More than the estate agent , it was the 3,000 fee was that really stuck in my craw.  I could have done the majority of jobs myself.  Cleaning/Painting/garden/deep clean. I could not have repaired the ceiling in one of the bed rooms.

I guess there comes a time in every rental where perhaps it makes sense to gut the place and start from scratch - but in London I have no idea how much that would cost - I'm thinking 100k (which I'd be scared about doing).  A small 3 bed mid terrace house.

Simon Pambin

Quote from: user1010 on July 05, 2020, 01:03:46 PM
More than the estate agent , it was the 3,000 fee was that really stuck in my craw.  I could have done the majority of jobs myself.  Cleaning/Painting/garden/deep clean.

Try looking at the costs over the periods they relate to, rather than just when they arise. Just as the estate agent's fee is eighteen months' worth, the maintenance and decorating is eight year's worth, assuming you hadn't done a lot to the place while your previous tenant was in there. Four hundred quid a year is pretty reasonable when you think about it. I budget a grand a year for maintenance, albeit without working every cost individually.

You could have done the jobs yourself, but could you have done them as well, as cheaply (when you put a realistic value on your time) or as quickly? If your property is out of action for a month or more while you're doing bits and pieces at weekends then how much rent have you lost?

Hippogriff

Sell it and do something else. None of this feels right to me. You don't get charged £4,000 for a print off of a document with some new names and dates, plus 18x Faster Payments transfers. Didn't a portion of the £3,000 come out of the Deposit you held?
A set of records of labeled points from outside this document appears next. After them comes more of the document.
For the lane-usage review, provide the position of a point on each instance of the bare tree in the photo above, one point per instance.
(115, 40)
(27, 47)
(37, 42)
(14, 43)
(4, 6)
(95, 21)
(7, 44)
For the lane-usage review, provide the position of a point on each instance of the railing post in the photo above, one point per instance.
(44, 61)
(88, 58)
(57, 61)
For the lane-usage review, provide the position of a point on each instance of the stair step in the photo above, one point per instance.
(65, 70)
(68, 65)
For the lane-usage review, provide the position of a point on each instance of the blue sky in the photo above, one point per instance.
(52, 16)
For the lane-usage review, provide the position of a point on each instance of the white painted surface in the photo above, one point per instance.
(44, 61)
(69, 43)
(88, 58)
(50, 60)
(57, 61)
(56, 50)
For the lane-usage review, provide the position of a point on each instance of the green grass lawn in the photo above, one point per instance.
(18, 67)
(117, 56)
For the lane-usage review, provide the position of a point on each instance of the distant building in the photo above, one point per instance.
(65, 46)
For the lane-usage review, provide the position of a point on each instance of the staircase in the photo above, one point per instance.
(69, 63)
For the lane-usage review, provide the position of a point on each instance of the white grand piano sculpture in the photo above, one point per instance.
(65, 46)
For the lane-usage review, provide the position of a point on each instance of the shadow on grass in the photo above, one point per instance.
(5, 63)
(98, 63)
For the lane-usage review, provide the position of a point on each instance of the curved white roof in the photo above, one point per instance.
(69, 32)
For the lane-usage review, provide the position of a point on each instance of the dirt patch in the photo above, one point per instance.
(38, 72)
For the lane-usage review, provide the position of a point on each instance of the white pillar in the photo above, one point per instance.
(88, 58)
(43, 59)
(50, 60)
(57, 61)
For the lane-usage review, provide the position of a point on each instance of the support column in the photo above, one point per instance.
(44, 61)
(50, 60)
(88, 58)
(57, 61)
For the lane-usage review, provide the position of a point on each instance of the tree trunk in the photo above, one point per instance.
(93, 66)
I would try to err away from furnished properties... there are special types of lets that require it - mostly foreign student lets I'd say... maybe other high-end apartments - your typical 3 bedroom house is generally better off being let unfurnished. It's [much] less of a headache for you. I am talking from experience... I started off with furnished lets - I had 3 - now I have 1, I'm gradually moving them away, but I cannot do it with the last one as it's a apartment I let to foreign students who turn up with a suitcase. Tenant changeover costs a real, but this feels more like a dream / nightmare.

Also... you may not have intended to intimate this, but I'm in infer-mode, you comment about gutting it... thinking of £100,000, saying it's scary (but not saying it's out of the question) so maybe you're one of those Landlords who likes to spend and reduce their profits? They exist! It's a tendency... rather than a tenancy.

KTC

Quote from: user1010 on July 05, 2020, 01:03:46 PM
I should have said that that estate agent amount  included fees for 18 months.  Not managment fees just collect the money fees.

In the future, don't agree to pay management fees up front to the letting agent. If they want to charge X% of rent collected, let them take that out every month before passing it on. That way if the tenant stops paying rent or tenancy ends early for whatever other reason, you haven't paid management fees out of your own pocket in advance.